About Me


Some personal stuff


I work as a data scientist for a large chemical company. Typically, my projects involve figuring out how to apply machine learning to manufacturing use cases to drive value.

I approach data science from a pragmatic perspective, always wanting to make sure that my projects are aimed at some real-life use case (even if whimsical). There's a lot of hype in the field currently, and I'm always interested in making sure that hype turns into something tangible and real.


When I'm not coding or working on side projects, I can commonly be found spending time on other interests such as:

  • Playing board games (I have over 30 games, it's a problem)
  • Cooking
  • Making cocktails, with a special interest in Tiki drinks
  • Looking after my plants
  • Reading fiction and nonfiction
  • PC Gaming (Age of Empires 2 + League of Legends mostly)
  • Making and drinking coffee
  • Watching live sports, with a focus on rugby + American football
  • Enjoying the outdoors on bike or on foot

Feel welcome to get in touch if you'd like to discuss some of these topics further.

In case you like graphics and lists...


In case you're just looking for a pdf resume, here it is. Another way to get the bullet points would be to look at my LinkedIn Page.

Work Experience (click for more details):

This began as a part of BASF's rotational new hire program, but turned into my full time role after 8 months. My role primarily is to identify and scope use cases to bring data science and analytics for manufacturing use cases, usually for process optimization. Deliverables can range from written reports, field experiments, self-suffiencent web applications, APIs around machine learning models, or anything else that the use case requires. A typical tech stack includes Python/R, Docker, Kubernetes, and MS Azure.

In addition to the more nitty gritty coding parts of the job, I give internal trainings around data science concepts for leadership level as well as hands-on courses for engineers. To further grow BASF's data science talent pool, I also manage and mentor data science and engineering graduates in BASF's rotational programs.

This was an 8 month rotation as a part of BASF's new hire rotational program. In this role, I created a MS Access tool for salespeople to better store and manage data around customer expected purchasing volume. I also performed analysis and reported on various aspects of the industrial petrochemical market in North America. For many of these analyses, I was able to bring mathematical rigor into the role by using techniques like linear programming and hypothesis testing. Many of these analyses were automated using Excel Macros.

This was an 8 month rotation as a part of BASF's new hire rotational program. I used Lean Six Sigma methodology to analyze root causes for manufacturing defects and inefficiencies. This applied to aspects of formulatioms, process cycle times, machine malfunctions, and many other parts of the process.

In this 3 month internship, I assumed responsibility for the day-to-day operations of demineralized water, cogeneration, and steam operations for a multi-plant site. I analyzed data trends for events that could require escalation, and at times had to collect samples in order to recommend chemical additive adjustments. I also researched, ran financial scenarios, and delivered a written report for a new chemical process technology that was applicable to the process.

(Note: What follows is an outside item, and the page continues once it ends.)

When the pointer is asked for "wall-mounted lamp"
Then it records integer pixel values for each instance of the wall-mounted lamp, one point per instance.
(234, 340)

In this 3 month internship, I researched and reported various aspects of rail shipping to suggest new KPIs for the business to consider. Additionally, I trained myself on the new Chemlogix Sterling TMS software system and wrote an instruction manual for other users in the company. I also evaluated suppliers as a part of an RFI and bid process.

Education:

I completed UC Berkeley's Master of Information and Data Science program from the School of Information in the summer of 2020. I completed all coursework and projects while working full time, which allowed for a great experience of learning concepts one day and using them in my job the next. My final capstone project revolved around image augmentation to lessen the effects of distribution gaps that exist in datasets, which can be seen in my projects.

I graduated from UT Austin with a BS in Chemical engineering and also completed a Business Foundations Certificate, UT's version of a business minor. I was heavily involved with chemical engineering organizations like AIChE. My main organizational affiliation, however, was with UT's rugby team where I started all 4 years and held officer positions like president, vice president, and recruiting officer.

Skills:

Excuse the mess while this section is still being worked on, I have plans for a nice D3 visualization. In the meantime, I'm proficient in R and Python, and knowledgeable in SQL. I have experience with Spark, bash scripting, Docker, and Kubernetes. My main front end tools are R Shiny and Dash, although I am using this website to get more experience with HTML + Javascript and especially D3. I am knowledgeable about statistics and machine learning methods. For now, I'll leave the rest for the viz when it comes!

Projects:

This project was done with the partnership of other UC Berkeley MIDS students as a part of the program capstone. We explored using different types of data augmentation to create different datasets in order to observe if they effectively changed models' performance across datasets. This work followed up on previous work coming out of UC Berkeley, which found the existence of a distribution gap across classifiers for CIFAR-10 and Imagenet (Recht et al, 2019). A full writeup can be seen here, and the github repository is here.